Knapp eine Stunde nach meinen Wolkenbildern vom letzten Beitrag entstanden diese Bilder von den Seerosen. Der Zugang zum See führt über eine kleine Treppe ins Wasser. Dort sind leider viele spitze Kieselsteine auf dem Grund. Dafür habe ich mir extra Badeschuhe gekauft, um den Bereich bis ins tiefe Wasser zu überbrücken. Doch auf halben Wege gibt es seit diesem Jahr etwas Abseits einige Seerosen mit einer frischen Knospe, die sich in der Mittagszeit öffnet. Der Untergrund ist hier nicht nur steinig, sondern auch verschlammt und noch dazu gibt es da eine rutschige Holzbohle im Wasser.

Hier mit der 4000 € teuren Kamera hereinzugehen ist schon ein Risiko, aber ich habe es auf mich genommen, weil der Wunsch nach einem schönen Bild einfach größer war als die Angst, dass ich ins Wasser falle. Aber in diesem nassen Umfeld auch noch mein Windows Tablet mit ins Wasser zu nehmen geht natürlich nicht. Deshalb hebe ich vorher am Computer die Belichtung über mein weißes T-Shirt getestet. Das ist genau so blendend weiß, wie die Seerose. Mit dieser Voreinstellung bin ich langsam und ganz vorsichtig an die Stelle gewatet, wo die Seerose war. Das Wasser stand mir hoch bis zur Badehose, aber ausrutschen durfte ich hier nicht.

Innerhalb von zehn Minuten habe ich dann im Wasser 18 Aufnahmen gemacht. Die Belichtung habe ich am Anfang mit den beschriebenen Voreinstellungen gemacht und das Histogramm war wie erwartet perfekt bis zum Clipping-Punkt nach rechts belichtet. Bei den weiteren Aufnahmen unter einem anderen Winkel habe ich die Belichtung dann aus meiner Erfahrung heraus angepasst. Auch hier waren die Ergebnisse nahezu perfekt. Nur beim letzten Bild war die Seerose leicht in der Überbelichtung im Grünkanal mit 0,1 %. Nach der Kompensation in der Raw-Entwicklung mit Lightroom wäre das aber praktisch nicht mehr wahrnehmbar. Aber warum sollte ich dieses Bild entwickeln, wenn die anderen besser belichtet sind (ohne Überschreiten des Clipping Punktes).
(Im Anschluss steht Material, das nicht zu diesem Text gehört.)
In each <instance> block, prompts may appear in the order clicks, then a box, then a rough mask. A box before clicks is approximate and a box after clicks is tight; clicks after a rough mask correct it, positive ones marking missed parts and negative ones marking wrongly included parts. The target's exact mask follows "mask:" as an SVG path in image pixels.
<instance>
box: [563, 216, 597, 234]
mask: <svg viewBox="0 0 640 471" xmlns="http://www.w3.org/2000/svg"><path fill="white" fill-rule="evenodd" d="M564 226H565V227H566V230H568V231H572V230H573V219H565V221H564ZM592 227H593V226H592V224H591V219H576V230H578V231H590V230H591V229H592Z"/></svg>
Mit der Bearbeitung habe ich noch im Urlaub auf meinem Laptop begonnen. Wie ich zu diesem Zeitpunkt empfand, habe ich das Ergebnis gleich mit der Höchstnote von 5-Sternen bewertet. Aber zurück zu Hause, habe ich einen zweiten Anlauf gemacht und muss gestehen, es geht immer noch ein wenig besser, weil ich ja schon wieder zusätzliche Erfahrung hinzugewonnen habe. Technisch hier nur ganz kurz mein hier verwendeter Ansatz (bei Bild 1 und 2). Bei der Bearbeitung in Photoshop habe ich drei Ebenen über Nik Silver Efex pro 2 erstellt: Low-Key_Effekt-2, Voller Kontrast und Struktur, Ãœberbelichtung +1. Diese drei Ebenen habe ich durch Radieren so bearbeitet, dass die jeweils gewollten Tonwerte sichtbar wurden. Danach habe ich natürlich noch ein wenig Strahlung in den Tiefen und Lichtern hinzugefügt und mit dem Kopierstempel unerwünschte Reflexe gemildert. Aber auch bei dieser (für mich neuen) Prozedur habe ich wieder zwei Versuche gebraucht, um das hier gezeigte Ergebnis zu erzielen. Es gibt also nicht nur viele Wege zu einem guten Bild, sondern man braucht auch „Versuch und Fehler“, um zum Ziel zu gelangen.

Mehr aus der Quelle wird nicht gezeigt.